Fig. 12: Reconstruction errors.

a Observed SSTA flow \({T}^{{\prime} }=T-\overline{T}\), as a function of time and longitude. b\({T}_{12}^{{\prime} }\) the PCA truncation of \({T}^{{\prime} }\). c quantile-Smoothed SSTA flow \({T}_{qs}^{{\prime} }\). d Shifted Mean SSTA Flow \({\widetilde{T}}^{{\prime} }\). e Difference \({T}^{{\prime} }-{T}_{12}^{{\prime} }\) i.e., panels a, b. f Difference \({T}^{{\prime} }-{T}_{qs}^{{\prime} }\) i.e., panels a-c. g Difference \({T}^{{\prime} }-{\widetilde{T}}^{{\prime} }\) i.e., panels a-d. For panels e-g, we indicate the coefficient of determination r² and RMSE in reconstructing the “true” flow \({T}^{{\prime} }\) (r² = 1, RMSE = 0 for a perfect reconstruction).
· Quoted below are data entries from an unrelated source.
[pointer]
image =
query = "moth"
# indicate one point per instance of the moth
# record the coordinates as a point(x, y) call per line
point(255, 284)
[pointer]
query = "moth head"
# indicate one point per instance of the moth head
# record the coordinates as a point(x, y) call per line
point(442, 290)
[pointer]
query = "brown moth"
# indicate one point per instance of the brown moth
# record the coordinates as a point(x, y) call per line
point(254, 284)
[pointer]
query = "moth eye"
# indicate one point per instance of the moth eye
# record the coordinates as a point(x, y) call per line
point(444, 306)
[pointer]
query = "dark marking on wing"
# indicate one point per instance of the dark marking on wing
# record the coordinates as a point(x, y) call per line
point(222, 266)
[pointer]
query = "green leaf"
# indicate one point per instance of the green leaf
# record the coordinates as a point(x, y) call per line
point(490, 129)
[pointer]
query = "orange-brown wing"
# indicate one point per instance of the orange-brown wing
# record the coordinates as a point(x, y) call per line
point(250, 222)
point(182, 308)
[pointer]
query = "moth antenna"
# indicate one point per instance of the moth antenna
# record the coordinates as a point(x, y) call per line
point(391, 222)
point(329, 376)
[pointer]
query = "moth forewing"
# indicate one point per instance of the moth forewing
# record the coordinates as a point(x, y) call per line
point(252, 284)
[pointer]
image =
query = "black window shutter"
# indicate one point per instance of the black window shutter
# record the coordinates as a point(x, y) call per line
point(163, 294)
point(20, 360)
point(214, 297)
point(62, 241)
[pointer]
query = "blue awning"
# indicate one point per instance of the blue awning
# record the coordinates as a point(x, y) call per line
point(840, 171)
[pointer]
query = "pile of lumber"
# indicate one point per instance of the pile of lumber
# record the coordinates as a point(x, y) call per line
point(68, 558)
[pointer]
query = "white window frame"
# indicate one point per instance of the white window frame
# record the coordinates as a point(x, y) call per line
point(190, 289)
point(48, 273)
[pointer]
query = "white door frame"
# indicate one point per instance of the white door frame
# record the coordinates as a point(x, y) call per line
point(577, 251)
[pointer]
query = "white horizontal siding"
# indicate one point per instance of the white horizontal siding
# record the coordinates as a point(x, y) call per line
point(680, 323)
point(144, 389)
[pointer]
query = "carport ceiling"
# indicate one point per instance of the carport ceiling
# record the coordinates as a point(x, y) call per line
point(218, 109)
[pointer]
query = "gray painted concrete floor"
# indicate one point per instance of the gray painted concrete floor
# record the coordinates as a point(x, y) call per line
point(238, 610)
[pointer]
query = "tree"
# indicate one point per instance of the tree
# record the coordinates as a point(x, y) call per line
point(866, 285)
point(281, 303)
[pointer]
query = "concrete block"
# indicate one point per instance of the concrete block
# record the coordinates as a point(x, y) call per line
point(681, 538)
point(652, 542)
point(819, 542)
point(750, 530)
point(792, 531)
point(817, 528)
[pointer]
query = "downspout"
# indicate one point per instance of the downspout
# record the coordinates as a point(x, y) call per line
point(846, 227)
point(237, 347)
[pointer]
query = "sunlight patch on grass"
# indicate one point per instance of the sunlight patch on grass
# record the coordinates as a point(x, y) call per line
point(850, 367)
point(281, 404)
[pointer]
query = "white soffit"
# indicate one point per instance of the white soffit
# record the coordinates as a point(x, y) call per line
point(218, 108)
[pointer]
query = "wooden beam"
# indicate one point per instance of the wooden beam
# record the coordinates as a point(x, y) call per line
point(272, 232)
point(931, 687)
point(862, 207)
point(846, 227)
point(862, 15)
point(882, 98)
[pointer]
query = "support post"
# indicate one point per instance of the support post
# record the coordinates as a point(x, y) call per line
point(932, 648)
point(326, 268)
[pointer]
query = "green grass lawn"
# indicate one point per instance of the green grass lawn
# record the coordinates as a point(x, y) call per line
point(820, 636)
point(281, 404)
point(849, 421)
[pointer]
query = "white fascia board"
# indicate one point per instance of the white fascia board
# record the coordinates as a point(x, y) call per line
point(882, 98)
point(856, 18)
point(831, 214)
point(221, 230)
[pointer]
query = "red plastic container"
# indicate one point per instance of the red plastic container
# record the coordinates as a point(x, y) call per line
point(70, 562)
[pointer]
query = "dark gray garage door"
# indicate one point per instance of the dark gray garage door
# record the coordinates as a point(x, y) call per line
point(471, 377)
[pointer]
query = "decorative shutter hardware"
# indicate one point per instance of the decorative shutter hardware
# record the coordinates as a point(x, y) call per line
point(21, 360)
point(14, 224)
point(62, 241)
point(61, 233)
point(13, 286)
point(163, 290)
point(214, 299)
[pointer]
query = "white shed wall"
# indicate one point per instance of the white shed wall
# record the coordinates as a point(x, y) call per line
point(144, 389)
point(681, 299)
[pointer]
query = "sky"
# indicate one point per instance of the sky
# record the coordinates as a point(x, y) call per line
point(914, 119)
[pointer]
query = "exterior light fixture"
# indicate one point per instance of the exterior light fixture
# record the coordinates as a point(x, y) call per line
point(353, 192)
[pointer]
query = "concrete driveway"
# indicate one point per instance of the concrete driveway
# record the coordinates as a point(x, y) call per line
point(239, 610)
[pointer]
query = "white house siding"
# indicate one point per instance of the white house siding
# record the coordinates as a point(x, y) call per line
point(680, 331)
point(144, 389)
In Figs. 13 and 14, we plot SST and SSTA profiles for all ENSO events (1980–2022) at their peak. We compare this between observations T and the shifted-mean flow \(\widetilde{T}\) (Figs. 13 and 14). There is a good agreement overall. The most important discrepancies are for extreme El Niños 1997, 2015, 1982 (each is spatially very unique, thus our composite approach is necessarily limited), La Niñas 1996, 1999, 2007, 1988 (central-EP cooling is underestimated), as well as 2016, 2017 (strictly in the far-east).

Fig. 13: Individual SST profiles.

SST profiles for individual ENSO events at their peak (DJF averages), with each panel a year within 1980–2022, ordered by decreasing WPEP (some years are neutral conditions). Intercompared for SST T (red) and shifted-mean SST flow \(\widetilde{T}\) (blue dashed). Gray lines are arbitrary guidelines.

Fig. 14: Individual SSTA profiles.

Same as Fig. 13 but for SSTA.

Finally, Fig. 15 shows the pattern continuums of \({T}^{{\prime} }\) and its PCA truncation \({T}_{12}^{{\prime} }\). The intuition is similar to Fig. 4 (for \({\widetilde{T}}^{{\prime} }\) and \({\widetilde{T}}_{12}^{{\prime} }\)), that is R₁ and R₂ combine nonlinearly to grasp SST patterns with a roughly linear(quadratic) dependency of p₁ (p₂) on χ. Recall, however, that \({\widetilde{T}}^{{\prime} }\) is univariate, thus its PCA decomposition is comparatively more tractable.

Fig. 15: Pattern continuum of T and its PCA.

Same as Fig. 4 but for observed SST T, and here smoothed. a Pattern continuum of SSTA flow T', quantile-ordered with WPEP. WPEP is indicated (black line). b Same as a for R₁+R₂ as deduced from PCA of T'. In (a, b) we overplot the location of individual ENSO event peaks as in Fig. 1e. c Same as a for R₁=E₁p₁. d Same as a for R₂=R₂p₂. e Principal components p₁, p₂ ordered into quantiles for WPEP.